The U.S. is intent on beginning an offensive against the Islamic State's stronghold in Syria before the fall of Mosul despite mounting opposition from NATO ally Turkey, a Pentagon spokesman said Monday.
"We think this is the right moment to begin pushing in Raqqa" in northeastern Syria although the Iraqi Security Forces have yet to reach the city limits of Mosul in northwestern Iraq, said Pentagon Press Secretary Peter Cook. "There's a plan in place to begin this."
Cook offered no timeline for the start of a Raqqa offensive but noted that Defense Secretary Ashton Carter told NBC News last week that the Raqqa advance could begin "within weeks."
Cook also was vague on whether the Raqqa plan would begin with a lengthy "isolation phase" or an actual assault on the city itself.
Turkey has vehemently objected to the timing of the Raqqa offensive and U.S. proposals for the makeup of local forces that would conduct the assault.
Turkish Deputy Prime Minister Numan Kurtulmuş renewed those complaints Monday, saying the Raqqa offensive should be put off until Mosul is retaken and Turkey completes its own "Euphrates Shield" operation to clear the Islamic State of Iraq and Syria from border areas.
"Turkey's idea on a Raqqa operation is clear," Kurtulmus said. "We are for [an operation] in Raqqa to be made consisting of the people of Raqqa.
"It is our opinion that it will be the correct thing to conduct -- both militarily and strategically -- after the Mosul and Euphrates Shield operations end," he said, according to Turkey's Hurriyet newspaper.
Last week, Army Lt.
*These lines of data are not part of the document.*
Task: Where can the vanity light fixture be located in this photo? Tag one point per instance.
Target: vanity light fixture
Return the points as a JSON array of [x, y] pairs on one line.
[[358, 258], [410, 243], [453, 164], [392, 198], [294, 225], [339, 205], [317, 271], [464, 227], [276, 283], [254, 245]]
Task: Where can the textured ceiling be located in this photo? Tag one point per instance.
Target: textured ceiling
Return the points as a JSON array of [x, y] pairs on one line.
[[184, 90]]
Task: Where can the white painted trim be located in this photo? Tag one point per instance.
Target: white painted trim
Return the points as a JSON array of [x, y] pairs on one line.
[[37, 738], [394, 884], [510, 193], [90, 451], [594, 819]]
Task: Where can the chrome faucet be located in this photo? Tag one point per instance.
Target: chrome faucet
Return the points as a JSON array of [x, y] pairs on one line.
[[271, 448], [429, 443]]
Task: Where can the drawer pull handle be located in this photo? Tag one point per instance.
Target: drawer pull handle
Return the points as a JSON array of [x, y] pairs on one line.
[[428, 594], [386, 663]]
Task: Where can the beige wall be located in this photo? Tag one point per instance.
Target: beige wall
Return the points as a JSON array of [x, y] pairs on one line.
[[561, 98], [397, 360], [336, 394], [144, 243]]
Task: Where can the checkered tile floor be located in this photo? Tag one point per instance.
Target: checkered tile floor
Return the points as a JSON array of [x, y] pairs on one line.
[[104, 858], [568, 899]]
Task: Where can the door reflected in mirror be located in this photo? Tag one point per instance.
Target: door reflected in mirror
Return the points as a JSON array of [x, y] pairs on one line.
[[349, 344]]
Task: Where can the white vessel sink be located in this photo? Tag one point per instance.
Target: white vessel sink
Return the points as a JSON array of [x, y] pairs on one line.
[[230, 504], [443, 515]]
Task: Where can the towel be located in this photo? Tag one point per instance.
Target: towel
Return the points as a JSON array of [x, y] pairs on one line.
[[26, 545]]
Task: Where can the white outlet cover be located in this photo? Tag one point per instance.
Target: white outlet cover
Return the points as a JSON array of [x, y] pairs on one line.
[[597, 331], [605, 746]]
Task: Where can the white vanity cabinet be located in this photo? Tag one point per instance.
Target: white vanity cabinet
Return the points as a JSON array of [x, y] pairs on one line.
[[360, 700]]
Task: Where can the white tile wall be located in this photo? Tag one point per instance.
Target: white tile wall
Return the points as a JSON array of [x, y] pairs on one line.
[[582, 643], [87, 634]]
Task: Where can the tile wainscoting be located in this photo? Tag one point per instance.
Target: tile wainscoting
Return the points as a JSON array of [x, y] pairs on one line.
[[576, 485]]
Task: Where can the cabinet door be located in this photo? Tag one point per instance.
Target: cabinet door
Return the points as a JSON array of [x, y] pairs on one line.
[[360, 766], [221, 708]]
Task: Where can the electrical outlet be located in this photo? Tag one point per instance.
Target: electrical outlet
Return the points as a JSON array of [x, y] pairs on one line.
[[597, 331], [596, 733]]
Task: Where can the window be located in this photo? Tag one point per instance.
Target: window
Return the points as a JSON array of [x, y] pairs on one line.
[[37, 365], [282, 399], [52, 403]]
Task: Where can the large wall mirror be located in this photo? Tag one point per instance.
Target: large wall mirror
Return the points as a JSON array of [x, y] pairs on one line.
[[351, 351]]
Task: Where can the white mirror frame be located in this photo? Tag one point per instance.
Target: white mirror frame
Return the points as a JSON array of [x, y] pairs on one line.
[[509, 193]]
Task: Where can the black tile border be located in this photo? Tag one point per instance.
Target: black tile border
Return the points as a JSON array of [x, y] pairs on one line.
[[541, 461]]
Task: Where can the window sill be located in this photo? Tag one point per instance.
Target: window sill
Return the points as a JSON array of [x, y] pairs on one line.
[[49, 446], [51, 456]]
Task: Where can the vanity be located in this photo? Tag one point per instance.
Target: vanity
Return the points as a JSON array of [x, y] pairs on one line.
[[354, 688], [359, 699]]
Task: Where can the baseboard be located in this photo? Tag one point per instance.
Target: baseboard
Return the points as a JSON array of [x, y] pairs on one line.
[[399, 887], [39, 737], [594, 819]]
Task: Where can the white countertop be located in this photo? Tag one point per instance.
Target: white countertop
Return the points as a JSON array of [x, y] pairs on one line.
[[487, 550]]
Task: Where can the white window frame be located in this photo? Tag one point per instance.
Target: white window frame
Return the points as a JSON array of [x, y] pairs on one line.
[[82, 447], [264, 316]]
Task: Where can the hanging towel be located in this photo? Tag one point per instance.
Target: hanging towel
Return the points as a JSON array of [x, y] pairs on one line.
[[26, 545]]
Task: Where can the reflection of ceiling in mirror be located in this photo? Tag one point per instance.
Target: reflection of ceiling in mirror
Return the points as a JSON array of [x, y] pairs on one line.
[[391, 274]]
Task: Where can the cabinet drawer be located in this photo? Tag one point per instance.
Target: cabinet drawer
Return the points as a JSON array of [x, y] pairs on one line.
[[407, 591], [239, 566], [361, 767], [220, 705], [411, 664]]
Gen. Stephen Townsend, commander of Combined Joint Task Force-Operation Inherent Resolve, said it was urgent to move against Raqqa to disrupt terror plots being planned there against the U.S. and Europe.
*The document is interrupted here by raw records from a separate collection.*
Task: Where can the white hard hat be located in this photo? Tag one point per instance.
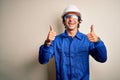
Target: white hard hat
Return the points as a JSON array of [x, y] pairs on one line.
[[71, 8]]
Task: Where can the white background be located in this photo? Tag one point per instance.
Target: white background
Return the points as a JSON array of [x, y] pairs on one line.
[[24, 25]]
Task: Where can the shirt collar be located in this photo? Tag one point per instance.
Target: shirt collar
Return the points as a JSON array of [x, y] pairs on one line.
[[78, 34]]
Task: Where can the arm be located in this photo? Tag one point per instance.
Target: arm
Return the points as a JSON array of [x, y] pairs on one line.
[[45, 53], [98, 51]]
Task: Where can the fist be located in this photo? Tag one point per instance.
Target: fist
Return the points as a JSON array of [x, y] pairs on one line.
[[51, 36], [92, 36]]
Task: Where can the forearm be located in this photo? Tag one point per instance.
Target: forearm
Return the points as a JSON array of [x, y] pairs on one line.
[[99, 52], [45, 54]]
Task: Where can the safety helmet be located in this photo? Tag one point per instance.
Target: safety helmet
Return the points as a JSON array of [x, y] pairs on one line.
[[71, 9]]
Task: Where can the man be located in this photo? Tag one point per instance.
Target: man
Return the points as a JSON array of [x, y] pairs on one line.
[[72, 48]]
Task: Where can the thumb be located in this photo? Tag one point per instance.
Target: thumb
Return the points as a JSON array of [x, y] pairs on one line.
[[92, 29], [51, 28]]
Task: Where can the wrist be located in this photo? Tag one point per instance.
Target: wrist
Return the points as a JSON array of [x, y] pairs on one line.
[[47, 42]]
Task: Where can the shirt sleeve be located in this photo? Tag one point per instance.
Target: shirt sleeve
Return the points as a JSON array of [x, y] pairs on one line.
[[98, 51], [45, 53]]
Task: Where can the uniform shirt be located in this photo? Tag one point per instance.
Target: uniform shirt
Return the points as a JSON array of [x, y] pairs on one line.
[[72, 55]]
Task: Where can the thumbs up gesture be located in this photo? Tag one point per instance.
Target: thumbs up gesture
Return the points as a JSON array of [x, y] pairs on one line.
[[51, 36], [92, 36]]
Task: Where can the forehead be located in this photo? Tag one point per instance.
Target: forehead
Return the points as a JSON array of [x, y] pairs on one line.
[[77, 14]]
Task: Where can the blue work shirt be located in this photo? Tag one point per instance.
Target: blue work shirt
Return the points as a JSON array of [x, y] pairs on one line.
[[72, 55]]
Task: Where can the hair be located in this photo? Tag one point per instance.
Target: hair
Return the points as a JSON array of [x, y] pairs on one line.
[[79, 20]]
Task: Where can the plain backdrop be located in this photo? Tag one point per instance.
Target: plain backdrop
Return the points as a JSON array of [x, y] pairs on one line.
[[24, 25]]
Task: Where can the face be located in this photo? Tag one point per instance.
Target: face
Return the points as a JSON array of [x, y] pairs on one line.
[[71, 22]]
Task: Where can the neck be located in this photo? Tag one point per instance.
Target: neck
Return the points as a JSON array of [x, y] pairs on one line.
[[72, 33]]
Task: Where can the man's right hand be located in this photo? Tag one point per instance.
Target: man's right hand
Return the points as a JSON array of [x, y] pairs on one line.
[[51, 36]]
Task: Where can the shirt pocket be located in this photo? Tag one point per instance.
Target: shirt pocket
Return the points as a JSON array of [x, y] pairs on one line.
[[81, 51]]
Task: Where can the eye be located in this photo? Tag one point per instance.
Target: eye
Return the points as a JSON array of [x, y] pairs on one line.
[[71, 15]]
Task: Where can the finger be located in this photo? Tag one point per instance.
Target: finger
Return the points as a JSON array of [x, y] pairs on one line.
[[92, 29], [51, 28]]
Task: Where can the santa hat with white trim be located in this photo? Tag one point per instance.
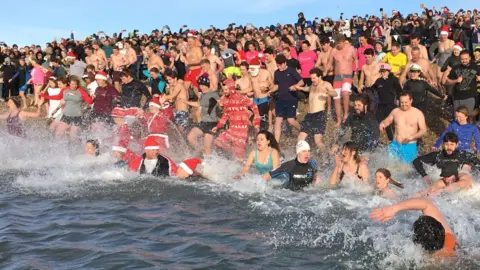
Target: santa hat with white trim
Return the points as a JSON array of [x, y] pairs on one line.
[[151, 143], [190, 165], [101, 76]]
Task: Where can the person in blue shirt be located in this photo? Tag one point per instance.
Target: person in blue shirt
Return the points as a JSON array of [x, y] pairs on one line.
[[463, 130], [299, 172]]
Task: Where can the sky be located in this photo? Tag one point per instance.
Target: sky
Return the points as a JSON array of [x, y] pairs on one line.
[[37, 22]]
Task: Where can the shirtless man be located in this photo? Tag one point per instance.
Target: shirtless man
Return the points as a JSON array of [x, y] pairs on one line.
[[193, 58], [262, 82], [154, 61], [178, 92], [313, 39], [322, 62], [91, 58], [344, 57], [409, 127], [119, 61], [215, 63], [415, 42], [102, 57], [423, 63], [315, 121]]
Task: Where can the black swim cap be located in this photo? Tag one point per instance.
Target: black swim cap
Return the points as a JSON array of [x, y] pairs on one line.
[[429, 233]]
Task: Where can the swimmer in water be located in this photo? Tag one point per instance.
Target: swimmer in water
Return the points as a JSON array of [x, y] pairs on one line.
[[430, 230], [383, 177], [92, 148]]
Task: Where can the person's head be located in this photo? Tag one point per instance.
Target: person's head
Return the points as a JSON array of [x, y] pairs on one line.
[[450, 142], [266, 139], [415, 54], [92, 148], [281, 61], [405, 101], [383, 177], [305, 46], [350, 152], [369, 55], [14, 103], [395, 48], [465, 58], [303, 152], [429, 233], [461, 115]]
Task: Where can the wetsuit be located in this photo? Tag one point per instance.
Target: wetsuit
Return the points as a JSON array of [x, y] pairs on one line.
[[387, 90], [440, 158], [365, 132], [418, 89], [298, 174]]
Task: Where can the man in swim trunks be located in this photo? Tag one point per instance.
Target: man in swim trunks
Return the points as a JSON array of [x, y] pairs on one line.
[[343, 58], [193, 58], [297, 173], [410, 126], [262, 82], [430, 230], [315, 121]]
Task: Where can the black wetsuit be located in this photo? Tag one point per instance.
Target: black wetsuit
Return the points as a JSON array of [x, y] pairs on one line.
[[365, 131], [299, 175], [440, 158]]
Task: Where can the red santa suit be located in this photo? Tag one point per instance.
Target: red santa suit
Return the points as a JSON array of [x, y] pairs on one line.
[[235, 109], [162, 166], [157, 123]]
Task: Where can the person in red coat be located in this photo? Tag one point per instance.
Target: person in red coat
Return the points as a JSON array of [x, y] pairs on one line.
[[157, 121], [235, 108], [152, 162]]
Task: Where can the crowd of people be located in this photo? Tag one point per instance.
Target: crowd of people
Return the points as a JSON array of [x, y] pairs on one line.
[[223, 88]]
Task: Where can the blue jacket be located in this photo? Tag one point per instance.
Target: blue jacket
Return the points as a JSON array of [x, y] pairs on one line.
[[464, 133]]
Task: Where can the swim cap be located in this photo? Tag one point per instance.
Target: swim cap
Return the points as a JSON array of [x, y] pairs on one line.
[[302, 146]]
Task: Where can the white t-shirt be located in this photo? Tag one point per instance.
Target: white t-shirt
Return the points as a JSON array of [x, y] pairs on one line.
[[150, 164], [53, 104]]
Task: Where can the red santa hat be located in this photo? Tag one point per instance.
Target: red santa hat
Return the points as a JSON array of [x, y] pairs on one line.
[[151, 143], [458, 46], [255, 62], [71, 55], [101, 76], [190, 165], [121, 146], [445, 30]]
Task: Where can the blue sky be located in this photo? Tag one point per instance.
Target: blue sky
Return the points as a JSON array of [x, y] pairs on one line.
[[33, 21]]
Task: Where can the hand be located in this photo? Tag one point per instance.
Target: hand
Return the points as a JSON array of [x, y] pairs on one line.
[[383, 214]]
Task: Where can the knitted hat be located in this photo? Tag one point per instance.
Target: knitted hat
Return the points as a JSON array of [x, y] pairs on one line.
[[190, 165], [101, 75], [151, 143], [458, 46]]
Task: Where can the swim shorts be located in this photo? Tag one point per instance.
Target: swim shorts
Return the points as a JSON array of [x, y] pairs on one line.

"We think there's an imperative to get isolation in place around Raqqa because our intelligence feeds tell us that there is significant external operations attacks planning going on, emanating, centralized in Raqqa," Townsend said in a video briefing from Baghdad to the Pentagon.
Townsend said he expected that the Syrian Kurdish YPG, or Popular Protection Units, would be part of the local forces that would move on Raqqa, but Turkish President Recep Tayyip Erdogan immediately rejected the U.S. plan. Turkey has labeled the YPG, widely considered the most able of the local rebel forces in Syria, a terrorist organization.
When asked about the Turkish objections, Cook said, "We continue to talk on a regular basis with the Turkish leadership about the best approach to addressing the fight for Raqqa. But we have to keep the pressure on and we have to move forward and challenge [the Islamic State] in its so-called capital of its caliphate."
Turkey and the U.S. have also been at odds over the Mosul offensive. Turkey has about 500 troops outside Bashiqa, north of Mosul, who have been training local tribes for the eventual occupation of Mosul, and it has rejected Iraqi Prime Minister Haider al-Abadi's demands for their removal.
Turkey, a member of the U.S.-led anti-ISIS coalition, has also offered to join the air offensive against Mosul, but the U.S. has thus far rejected the offer.
On the outskirts of Mosul on Monday, troops of Iraq's elite Counter Terror Services units were within a mile of the city limits and were poised to begin advancing into the city itself, an Iraqi general said.
"The soldiers of the counterterrorism force are advancing very fast. I wouldn't say a matter of days but a matter of hours before" they begin entering the city, Gen. Talib Shegati said in an interview with state-run Iraqiya TV.